Professional Documents
Culture Documents
Tathagata Bandyopadhyay
August 22, 2016
1. Statistical Inquiry: A statistical inquiry always starts with the formulation of a
research question. A few examples are: What percentage of families in Ahmedabad
afford to send their children to private schools? What is the average cell phone bill per
month for a boy/girl aged between 10 and 16 years? What is the average switching
time (in months) from one mobile phone to another for an adult aged between 30
years and 40 years? How many hours on an average a college student spends in a
day on online social networking? On the average how many social media accounts a
college in Ahmedabad has? Interface of an app to book a movie ticket is designed by
two designers. Which interface is more user friendly? A bank is to decide whether
to offer a personal loan of Rs. 25,000 or Rs. 50,000 to all whose income are between
Rs. 20 thousand to Rs. 30000 per month on production of UIDAI card at 15% rate
of interest. The condition is to pay back the full amount in two years. Which format
will have more takers and which will have less defaulters (or more bad loans)? To
answer a research question one needs to design a study for collection of appropriate
data either by conducting a survey or from a secondary source or by conducting an
experiment. This is the design stage of an inquiry. In the design stage you need to
decide on the kind of data to be collected, method of collection, and also the design
of questionnaire.
Next stage is the analysis of data. It comprises summarization of data using tables,
graphs and numbers, modeling the data and then drawing inference or conclusion
from the data with a measure of uncertainty attached to it. For example, a statement
like: I am 95% confident that on an average a college student in Ahmedabad spends
between 5 and 6 hours a day in browsing social media sites.
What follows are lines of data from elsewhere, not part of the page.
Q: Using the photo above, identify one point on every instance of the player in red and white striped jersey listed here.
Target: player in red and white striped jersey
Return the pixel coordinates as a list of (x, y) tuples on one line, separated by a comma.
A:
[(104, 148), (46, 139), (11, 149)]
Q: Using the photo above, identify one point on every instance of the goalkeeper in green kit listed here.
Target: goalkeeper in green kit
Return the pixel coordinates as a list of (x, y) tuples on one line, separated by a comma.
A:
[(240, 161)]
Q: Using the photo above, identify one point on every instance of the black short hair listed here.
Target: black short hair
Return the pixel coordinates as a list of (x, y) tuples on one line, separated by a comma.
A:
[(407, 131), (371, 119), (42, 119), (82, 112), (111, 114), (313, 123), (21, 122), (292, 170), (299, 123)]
Are all research questions stated above unambiguous? If not what alterations are needed for the ambiguous ones?
2. Nature of Data: Data are collected either as numbers like, average time spent on
mobile phone a day by a student, number of junk mails received in g-mail account,
average number of cigarettes smoked per day, etc. These are called variables. The
other kind of data are called categorical. Categorical data are collected by classifying an individual or object in one of the mutually exclusive and exhaustive
categories. Examples are: male, female; smoker and non-smoker; illiterate, studied
1
upto grade twelve, Graduates, post graduates and above; different categories of professions; taste of a food product observed in different categories; staying experience
in a hotel classified into different categories, etc.
Usually data are collected on individuals or objects which are called units or subjects.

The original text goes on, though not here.